Saturday, September 6, 2008

Look Monkey, Look!

So, while we are temporarily hypnotized by Governor Gidget, Mountain Woman, the Huffington Post asserts in this article that the Fed will be taking over Freddie Mac and Fannie Mae, as soon as this weekend.

Why should you look up from CSPAN long enough to pay attention to this? Well, here is another $5.5 TRILLION for your consumption. But wait, aren't FM and FM private corporations? Doesn't the Republican ideology, if we can call our parties ideological, shirk the government regulatory bodies in favor of free-market, balls-out money grubbing? Well, yes. The GOP opposes "big government" and the presence of regulatory bodies in the economic system. It is the party of Big Business, as well as the small business owners, who make up 80% of the business out there. So why, then, is the Fed bailing out private companies?

Because if they don't, we're finished. Greater Depression, anyone?

Freddie and Fannie, silly names aside, are liable for $5.5 trillion in mortgages. The way the subprime crisis works is that the mortgage lenders sold very risky loans to people who, on the whole, could not afford them. These loans were then bundled into CDO's (collateralized debt obligations) which were shadily rated A+ and then sold in parcels to pretty much every major bank anywhere. Banks who hold mortgages use those as assets against which they can borrow. As people began to default on, or not pay, their mortgages, the CDO's had nothing to back them, resulting in the banking failures we're been scratching our heads over since the beginning of the year.

FM and FM hold, according to Bloomberg, almost half of all mortgages in the country.

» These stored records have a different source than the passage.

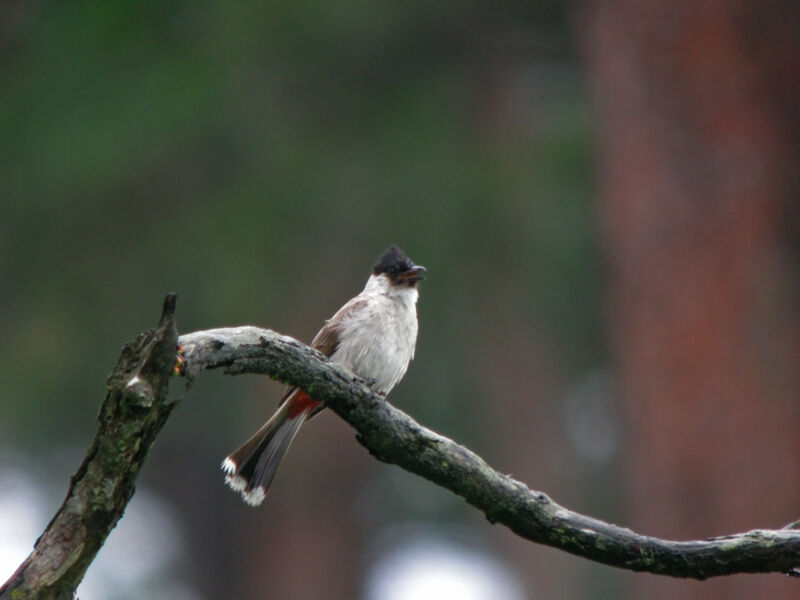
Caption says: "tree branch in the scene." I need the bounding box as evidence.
[179,327,800,579]
[0,304,800,600]
[0,294,178,600]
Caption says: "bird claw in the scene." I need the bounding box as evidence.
[172,346,186,376]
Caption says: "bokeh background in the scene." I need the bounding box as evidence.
[0,0,800,600]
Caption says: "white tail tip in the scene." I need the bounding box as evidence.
[220,456,236,475]
[242,486,266,506]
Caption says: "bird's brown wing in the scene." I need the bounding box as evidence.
[278,296,366,419]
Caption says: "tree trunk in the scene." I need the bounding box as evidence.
[583,0,800,599]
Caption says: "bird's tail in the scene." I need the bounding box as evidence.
[222,390,319,506]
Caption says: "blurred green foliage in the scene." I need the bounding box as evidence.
[0,0,603,587]
[0,2,600,444]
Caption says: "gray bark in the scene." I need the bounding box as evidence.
[0,295,800,600]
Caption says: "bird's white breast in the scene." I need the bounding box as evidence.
[331,275,418,394]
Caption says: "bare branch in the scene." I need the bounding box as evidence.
[179,327,800,579]
[6,308,800,600]
[0,294,178,600]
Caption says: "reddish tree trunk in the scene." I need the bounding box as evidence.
[584,0,800,599]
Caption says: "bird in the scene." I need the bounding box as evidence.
[222,246,425,506]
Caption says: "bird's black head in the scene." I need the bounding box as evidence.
[372,246,425,287]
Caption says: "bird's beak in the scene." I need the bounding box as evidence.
[397,265,425,281]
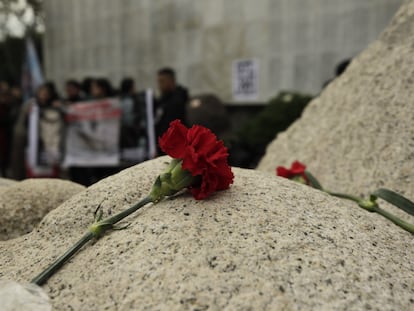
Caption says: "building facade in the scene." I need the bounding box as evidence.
[44,0,402,102]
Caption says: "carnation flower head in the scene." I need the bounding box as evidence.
[159,120,234,200]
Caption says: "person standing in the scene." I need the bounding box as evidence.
[65,80,83,103]
[155,68,189,137]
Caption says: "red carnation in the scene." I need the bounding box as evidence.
[276,161,308,183]
[159,120,234,200]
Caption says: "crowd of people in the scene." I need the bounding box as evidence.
[0,68,189,185]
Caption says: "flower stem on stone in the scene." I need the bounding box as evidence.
[322,189,414,234]
[32,159,199,285]
[31,196,153,286]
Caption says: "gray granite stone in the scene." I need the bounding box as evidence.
[0,177,17,187]
[258,1,414,211]
[0,280,52,311]
[0,158,414,310]
[0,178,85,240]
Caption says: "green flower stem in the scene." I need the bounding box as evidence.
[374,205,414,234]
[31,196,153,286]
[322,189,363,204]
[322,190,414,234]
[31,231,95,286]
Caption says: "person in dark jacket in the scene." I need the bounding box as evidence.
[156,68,189,141]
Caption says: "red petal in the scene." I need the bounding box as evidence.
[290,161,306,175]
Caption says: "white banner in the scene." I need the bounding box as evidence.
[232,59,259,102]
[63,98,122,167]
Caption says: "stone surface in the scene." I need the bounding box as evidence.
[258,1,414,205]
[0,158,414,310]
[0,177,17,187]
[0,178,85,240]
[0,280,52,311]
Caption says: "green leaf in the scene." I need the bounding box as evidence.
[372,188,414,216]
[305,171,323,190]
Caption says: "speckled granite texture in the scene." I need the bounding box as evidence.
[0,158,414,310]
[0,179,85,240]
[258,1,414,199]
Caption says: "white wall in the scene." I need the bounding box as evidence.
[45,0,402,101]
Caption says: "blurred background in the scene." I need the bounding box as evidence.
[0,0,402,184]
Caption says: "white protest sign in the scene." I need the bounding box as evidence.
[63,98,122,167]
[232,59,259,102]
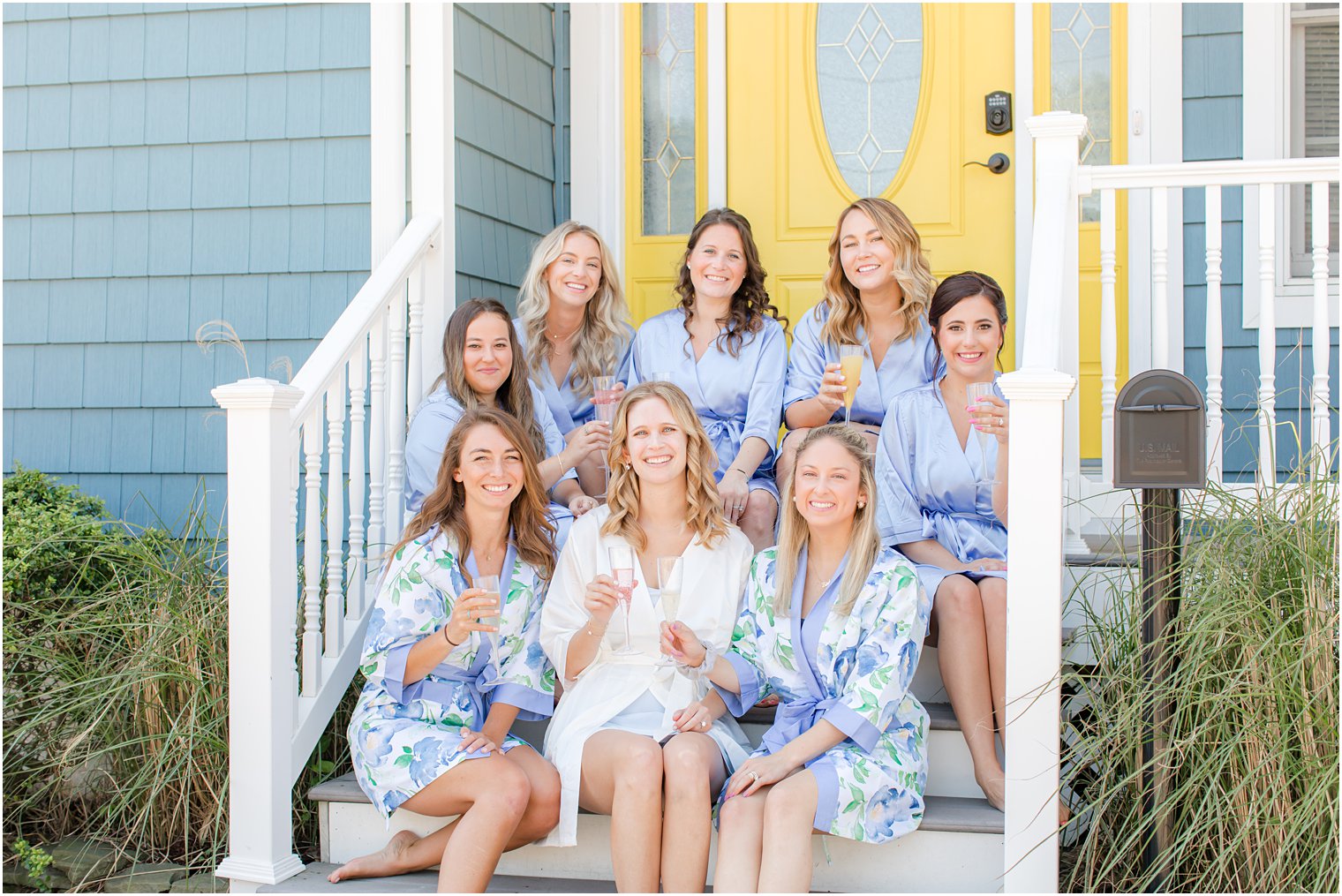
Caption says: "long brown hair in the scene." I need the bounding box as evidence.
[815,199,937,345]
[429,299,545,457]
[675,208,788,358]
[390,408,555,584]
[516,222,632,397]
[773,423,880,615]
[601,381,728,551]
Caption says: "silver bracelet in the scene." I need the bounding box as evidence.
[675,641,722,681]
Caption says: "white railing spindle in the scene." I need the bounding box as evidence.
[326,365,345,658]
[1205,184,1225,483]
[1257,184,1277,486]
[384,282,410,542]
[345,339,367,620]
[1310,181,1332,478]
[1099,189,1118,485]
[405,266,424,415]
[299,403,323,697]
[367,315,388,558]
[1151,186,1170,369]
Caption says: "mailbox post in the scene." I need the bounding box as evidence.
[1114,370,1206,889]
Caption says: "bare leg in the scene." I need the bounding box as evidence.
[661,733,728,893]
[712,787,772,893]
[931,576,1006,809]
[759,770,820,893]
[330,754,530,892]
[740,488,779,553]
[578,731,661,893]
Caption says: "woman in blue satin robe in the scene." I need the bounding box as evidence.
[777,199,938,478]
[630,208,788,551]
[877,272,1008,809]
[513,222,633,495]
[405,299,606,543]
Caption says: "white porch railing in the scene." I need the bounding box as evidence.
[1001,113,1338,892]
[212,216,444,892]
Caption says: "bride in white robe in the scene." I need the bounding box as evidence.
[541,382,753,893]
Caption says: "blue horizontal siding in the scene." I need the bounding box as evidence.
[1182,4,1339,480]
[3,4,371,523]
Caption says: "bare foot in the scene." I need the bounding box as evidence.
[975,775,1006,811]
[326,831,418,884]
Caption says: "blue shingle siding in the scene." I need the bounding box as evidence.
[450,3,569,307]
[3,4,370,523]
[1182,4,1339,481]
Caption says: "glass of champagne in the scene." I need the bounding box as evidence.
[965,382,997,486]
[839,345,863,425]
[658,557,684,666]
[475,576,503,677]
[609,545,639,656]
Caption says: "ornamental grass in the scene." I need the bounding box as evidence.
[1060,466,1339,893]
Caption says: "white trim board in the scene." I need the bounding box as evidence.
[569,3,624,271]
[1241,3,1339,330]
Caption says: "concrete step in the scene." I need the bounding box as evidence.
[313,778,1004,892]
[256,862,614,893]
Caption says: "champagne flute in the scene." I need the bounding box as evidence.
[609,545,639,656]
[475,576,503,677]
[839,345,863,425]
[965,382,997,486]
[658,557,684,666]
[592,377,620,498]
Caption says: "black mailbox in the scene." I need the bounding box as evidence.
[1114,370,1206,488]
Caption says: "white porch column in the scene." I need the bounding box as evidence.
[569,3,624,271]
[407,3,456,394]
[211,377,304,893]
[1001,367,1076,893]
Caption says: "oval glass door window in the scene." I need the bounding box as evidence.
[816,3,924,196]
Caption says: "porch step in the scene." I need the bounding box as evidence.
[256,862,614,893]
[313,779,1005,892]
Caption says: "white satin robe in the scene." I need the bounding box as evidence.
[541,506,754,847]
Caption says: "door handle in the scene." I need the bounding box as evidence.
[961,153,1011,175]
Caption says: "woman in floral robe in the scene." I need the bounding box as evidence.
[330,408,560,892]
[663,425,930,892]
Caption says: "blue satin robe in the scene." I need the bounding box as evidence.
[877,382,1006,599]
[513,318,633,436]
[782,302,942,426]
[630,308,788,501]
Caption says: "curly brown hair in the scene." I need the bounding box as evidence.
[601,381,730,551]
[675,208,788,358]
[389,408,557,584]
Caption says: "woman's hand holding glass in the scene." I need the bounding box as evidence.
[816,361,848,415]
[583,574,620,629]
[443,586,499,646]
[661,622,709,669]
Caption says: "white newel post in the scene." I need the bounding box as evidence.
[211,377,304,893]
[1001,113,1086,893]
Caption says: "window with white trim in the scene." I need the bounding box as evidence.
[1288,3,1338,278]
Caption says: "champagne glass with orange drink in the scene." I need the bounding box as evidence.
[839,345,862,425]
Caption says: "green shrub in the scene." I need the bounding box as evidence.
[1061,480,1338,892]
[3,470,349,870]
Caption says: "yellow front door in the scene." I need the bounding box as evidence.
[625,3,1020,369]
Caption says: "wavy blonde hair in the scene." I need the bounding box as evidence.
[773,423,880,615]
[389,408,557,586]
[516,222,633,397]
[815,199,937,345]
[601,381,728,551]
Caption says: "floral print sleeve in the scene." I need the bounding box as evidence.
[714,547,792,716]
[824,561,927,749]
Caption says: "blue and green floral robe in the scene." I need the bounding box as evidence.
[349,527,554,817]
[718,547,931,842]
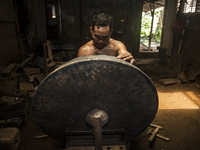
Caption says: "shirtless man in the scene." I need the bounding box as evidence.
[78,13,135,64]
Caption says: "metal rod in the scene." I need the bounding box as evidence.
[94,117,102,150]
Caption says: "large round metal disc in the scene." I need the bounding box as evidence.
[32,55,158,142]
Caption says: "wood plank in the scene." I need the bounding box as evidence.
[2,63,16,74]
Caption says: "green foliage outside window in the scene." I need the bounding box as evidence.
[140,9,163,42]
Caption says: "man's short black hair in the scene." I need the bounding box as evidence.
[92,13,113,30]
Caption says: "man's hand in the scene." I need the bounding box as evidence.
[117,52,135,64]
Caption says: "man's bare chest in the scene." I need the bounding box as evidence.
[94,47,118,56]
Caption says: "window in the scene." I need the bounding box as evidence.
[183,0,200,13]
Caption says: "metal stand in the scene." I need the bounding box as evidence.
[64,109,126,150]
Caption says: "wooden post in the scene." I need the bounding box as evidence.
[148,1,155,51]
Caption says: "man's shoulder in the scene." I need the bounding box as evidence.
[80,40,93,50]
[78,41,94,56]
[110,39,124,48]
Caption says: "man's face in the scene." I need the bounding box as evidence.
[90,25,112,49]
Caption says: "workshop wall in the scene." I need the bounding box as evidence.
[27,0,47,53]
[0,0,22,67]
[185,13,200,63]
[61,0,142,53]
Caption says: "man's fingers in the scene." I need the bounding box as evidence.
[130,59,135,64]
[123,56,133,61]
[117,53,131,59]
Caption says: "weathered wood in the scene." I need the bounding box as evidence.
[2,63,16,74]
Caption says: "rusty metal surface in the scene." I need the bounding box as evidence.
[32,55,158,142]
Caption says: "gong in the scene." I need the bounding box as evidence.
[32,55,158,142]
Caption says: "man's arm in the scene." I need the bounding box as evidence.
[116,41,135,64]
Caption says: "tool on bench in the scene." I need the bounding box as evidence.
[147,124,169,143]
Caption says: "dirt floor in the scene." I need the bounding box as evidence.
[19,61,200,150]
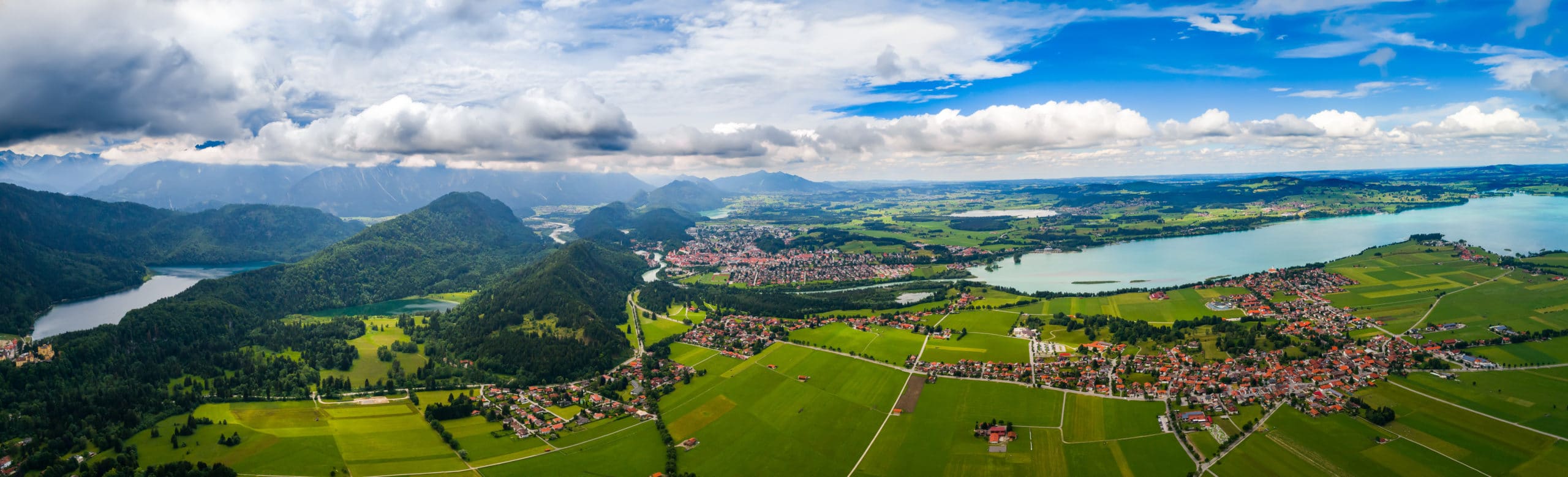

Basically, if they fold, $5 trillion is flushed away, leaving the country in shambles, ruined and broke.

As I write this, an article on Bloomberg.com is announcing that Henry Paulson, Treasury Secretary and a man who looks like he could break your skull, will be placing FM and FM into "Conservatorship," and kick their CEO's to the side. Each quarter, the Fed will inject money into the companies as the losses dictate, meaning avoiding a huge taxpayer payout up front.